Furthermore, Nietzsche raises the question of disinterestedness of spectator in response to Kant to emphasize the physiological, Dionysian functions that are at work in spectacular relations. Nietzsche’s point of departure in this criticism of Kantian aesthetics (in GM III) lies in the artistic experience of the work of art from the artist’s perspective; therefore, any notion of spectator that creates a detachment of the spectator from spectacle (the problem of impersonality) is not acceptable by Nietzsche, and not any spectator can be the judge of aesthetics (the problem of universality). Although Nietzsche’s interpretation of Kant’s disinterestedness is a poor interpretation, misguided by Schopenhauer according to Heidegger,[3] the issues he raises are of significance for a theory of spectacle:

“Schopenhauer made use of the Kantian version of the aesthetic problem—although he certainly did not view it with Kantian eyes. Kant thought he was honoring art when among the predicates of beauty he emphasized and gave prominence to those, which establish the honor of knowledge: impersonality and universality. This is not the place to inquire whether this was essentially a mistake; all I wish to underline is that Kant, like all philosophers, instead of envisaging the aesthetic problem form the point of view of the artist (the creator), considered art and the beautiful purely from that of the “spectator,” and unconsciously introduced the “spectator” into the concept “beautiful.” It would not have been so bad if this “spectator” had at least been sufficiently familiar to the philosophers of beauty—namely, as a great personal fact and experience, as an abundance of vivid authentic experiences, desires, surprises, and delights in the realm of the beautiful!

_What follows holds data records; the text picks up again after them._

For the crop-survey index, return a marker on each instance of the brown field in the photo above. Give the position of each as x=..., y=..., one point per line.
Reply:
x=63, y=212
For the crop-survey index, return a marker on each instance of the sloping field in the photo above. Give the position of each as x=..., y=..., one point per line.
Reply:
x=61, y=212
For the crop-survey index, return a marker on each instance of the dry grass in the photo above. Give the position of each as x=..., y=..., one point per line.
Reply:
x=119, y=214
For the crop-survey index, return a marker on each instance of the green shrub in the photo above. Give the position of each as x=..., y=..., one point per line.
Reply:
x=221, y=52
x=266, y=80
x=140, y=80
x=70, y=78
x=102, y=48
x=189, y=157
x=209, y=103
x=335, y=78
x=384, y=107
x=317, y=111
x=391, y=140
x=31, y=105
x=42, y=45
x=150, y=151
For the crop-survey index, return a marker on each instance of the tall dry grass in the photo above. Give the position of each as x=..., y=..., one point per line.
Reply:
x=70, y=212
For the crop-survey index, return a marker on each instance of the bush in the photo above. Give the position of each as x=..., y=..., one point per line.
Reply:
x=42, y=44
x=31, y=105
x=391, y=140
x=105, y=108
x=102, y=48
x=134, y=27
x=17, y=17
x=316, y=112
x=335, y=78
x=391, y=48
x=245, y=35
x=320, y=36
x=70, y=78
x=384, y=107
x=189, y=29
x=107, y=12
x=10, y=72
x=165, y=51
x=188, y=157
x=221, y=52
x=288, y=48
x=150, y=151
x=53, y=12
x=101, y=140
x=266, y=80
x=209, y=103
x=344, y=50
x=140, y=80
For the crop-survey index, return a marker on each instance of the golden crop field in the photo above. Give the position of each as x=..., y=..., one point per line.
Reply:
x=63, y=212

But I fear that the reverse has always been the case; and so they have offered us, from the beginning, definitions in which, as in Kant’s famous definition of the beautiful, a lack of any refined first-hand experience reposes in the shape of a fat worm of error. “That is beautiful,” said Kant, “which gives us pleasure without interest.” Without interest![4]...“

A parallel idea, namely that the highest place of the artistic spectacle cannot be reduced or lowered to the common denominator of the spectator, was introduced in The Birth of Tragedy where Nietzsche discusses the artistic freedom of the chorus by way of Schiller. Here Nietzsche, to show the high and lofty ground of artistic experience, aims at a wrong target in Kant, because Kant is not talking about the same thing; his aporia has to do with the conditions of aesthetic experience, and the disinterestedness is that of the imagination in relation to other (cognitive) faculties of the mind. Nietzsche may respond to that by saying Kant is not an artist and is not writing about aesthetic experience the way an artist would; see how Stendhal, for instance, looks at art, he would say.